Murió mi eternidad y estoy velándola

Puede que la psicología nunca halle una explicación satisfactoria para la presencia sostenida de la muerte en el pensamiento humano, y que siempre el arte, las religiones y la filosofía le lleven ventaja. En ningún tiempo en la historia de la humanidad han habido tantas muertes, proporcionalmente a la población, como en el siglo XX, y no precisamente por “causas naturales” como la vejez o la enfermedad (léase guerras mundiales, bomba atómica, campos de exterminio, etc., etc.). Freud en 1920 concibió la existencia de una pulsión de muerte indesligable de una pulsión de vida que se manifestaría en forma de libido y agresión (la palabra Thanatos o thanático no aparece por ninguna parte). Estas pulsiones serían distintas del instinto animal pues no obedecerían a un programa determinado biológicamente, sino que carecerían de un “objeto” predestinado en el cual descargarse. Esto se hizo ostensible, por ejemplo, a través de la observación de las perversiones sexuales, donde el objeto de la pulsión sexual no es el individuo del sexo opuesto, o el coito con él, sino cualquier otra cosa. El principio del placer es una tendencia del organismo a sustraerse a todo estímulo que sería registrado como displaciente y a retornar, por fin, a un estado inactivo y homeostático original y marginal a la vida; en esto consistiría la pulsión de muerte. Cuando esta pulsión de muerte es revertida contra el propio individuo tendería a su autodestrucción, y si es dirigida hacia el mundo exterior se evidenciaría como agresividad y destructividad. Sin embargo siempre se presenta en conjunción de ciertas magnitudes de libido, como por ejemplo en el sadismo y el masoquismo. Hasta en la furia más ciega e irrefrenable que remece naciones es posible advertir ciertas dosis de erotismo inherente a la crueldad; así como también en el amor más puro y sublime hallamos los celos y el temor a la pérdida.

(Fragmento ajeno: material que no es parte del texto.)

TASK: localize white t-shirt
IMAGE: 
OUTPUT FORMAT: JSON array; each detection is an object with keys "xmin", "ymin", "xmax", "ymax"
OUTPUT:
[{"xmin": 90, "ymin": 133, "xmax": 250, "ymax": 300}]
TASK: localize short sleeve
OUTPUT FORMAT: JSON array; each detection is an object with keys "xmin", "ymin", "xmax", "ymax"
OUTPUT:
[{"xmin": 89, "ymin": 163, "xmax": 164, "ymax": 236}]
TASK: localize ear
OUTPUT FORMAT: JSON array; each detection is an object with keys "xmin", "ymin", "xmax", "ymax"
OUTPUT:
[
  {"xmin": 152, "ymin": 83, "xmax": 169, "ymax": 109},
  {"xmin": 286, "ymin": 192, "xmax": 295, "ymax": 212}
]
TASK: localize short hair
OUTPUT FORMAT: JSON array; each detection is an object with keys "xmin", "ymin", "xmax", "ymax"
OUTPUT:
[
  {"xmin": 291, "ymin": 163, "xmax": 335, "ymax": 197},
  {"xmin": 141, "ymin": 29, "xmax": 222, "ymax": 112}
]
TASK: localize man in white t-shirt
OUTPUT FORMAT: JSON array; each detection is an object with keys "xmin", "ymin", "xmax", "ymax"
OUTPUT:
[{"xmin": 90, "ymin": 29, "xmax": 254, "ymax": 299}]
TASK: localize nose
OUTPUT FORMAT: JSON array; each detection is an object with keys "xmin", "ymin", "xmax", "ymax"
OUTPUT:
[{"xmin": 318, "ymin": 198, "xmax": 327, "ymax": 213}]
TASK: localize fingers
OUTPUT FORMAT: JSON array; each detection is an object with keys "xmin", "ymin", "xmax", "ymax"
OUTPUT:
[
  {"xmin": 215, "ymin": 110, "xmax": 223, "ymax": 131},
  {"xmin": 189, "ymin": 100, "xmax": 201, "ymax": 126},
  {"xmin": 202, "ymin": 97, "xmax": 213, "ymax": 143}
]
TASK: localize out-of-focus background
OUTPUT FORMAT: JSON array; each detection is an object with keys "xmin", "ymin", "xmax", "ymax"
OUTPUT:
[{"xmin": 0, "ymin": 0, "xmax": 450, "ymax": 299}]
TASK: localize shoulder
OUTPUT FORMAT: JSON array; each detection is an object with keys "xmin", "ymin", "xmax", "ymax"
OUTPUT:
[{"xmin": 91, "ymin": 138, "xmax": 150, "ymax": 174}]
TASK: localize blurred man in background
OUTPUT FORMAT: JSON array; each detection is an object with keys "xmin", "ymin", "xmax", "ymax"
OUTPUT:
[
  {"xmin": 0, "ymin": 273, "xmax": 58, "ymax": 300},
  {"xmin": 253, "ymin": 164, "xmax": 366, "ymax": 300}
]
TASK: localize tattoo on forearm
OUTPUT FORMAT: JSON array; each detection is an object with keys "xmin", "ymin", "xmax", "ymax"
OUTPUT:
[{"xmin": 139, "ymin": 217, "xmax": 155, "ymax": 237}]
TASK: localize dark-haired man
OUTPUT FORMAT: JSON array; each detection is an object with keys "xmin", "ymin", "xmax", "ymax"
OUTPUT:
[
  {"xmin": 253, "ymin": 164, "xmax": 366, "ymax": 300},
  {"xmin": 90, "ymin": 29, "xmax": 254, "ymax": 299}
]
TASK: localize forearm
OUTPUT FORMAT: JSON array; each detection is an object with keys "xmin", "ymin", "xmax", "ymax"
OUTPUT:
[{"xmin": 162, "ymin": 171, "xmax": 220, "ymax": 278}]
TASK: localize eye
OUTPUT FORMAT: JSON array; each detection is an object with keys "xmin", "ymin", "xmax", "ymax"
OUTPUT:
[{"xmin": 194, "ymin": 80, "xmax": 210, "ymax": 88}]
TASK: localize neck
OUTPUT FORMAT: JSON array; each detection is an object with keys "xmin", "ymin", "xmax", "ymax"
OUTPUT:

Otros autores psicoanalíticos como Melanie Klein veían la actividad de la pulsión de muerte expresada en forma de ansiedades que podían ser paranoides o depresivas. La ansiedad paranoide es un sentimiento de incesante persecución ante la inminencia de la desintegración al inicio de la vida. Esta ansiedad es objetivada en el pecho de la madre por obra de la pulsión de muerte, sintiendo así a este pecho como un implacable perseguidor; mientras que la ansiedad depresiva consiste en un sentimiento de profunda culpa y dolor ante la fantasía de haber perpetrado un daño muy grande a la madre al descargar tendencias hostiles y odio. Lacan entiende a la pulsión como la repetición contra el principio del placer, y de ahí que la única pulsión posible sea la pulsión de muerte cuya función es gozar a través del individuo pero independientemente de él. En tanto el ser vivo está sometido a la reproducción sexuada, está marcado por su propia muerte: por el hecho de advenir a la vida por el sexo, se gana la pérdida de la vida. Se trata así no de la muerte al final de la vida, sino de la muerte que la vida misma lleva. Entonces Lacan cita a Heráclito: “al arco (biós) se le da el nombre de la vida (bíos) y su obra es la muerte”, lo cual podría interpretarse como que el nombre del arco es la vida, y su función es muerte.

Rainer Maria Rilke escribió: “Oh, Señor, da a cada uno su muerte propia, una muerte que derive de su vida, en la cual hubo amor, comprensión y desinterés. Pues sólo somos la corteza y la hoja. Y la gran muerte que cada uno lleva en sí es el fruto en torno del cual todo gravita”.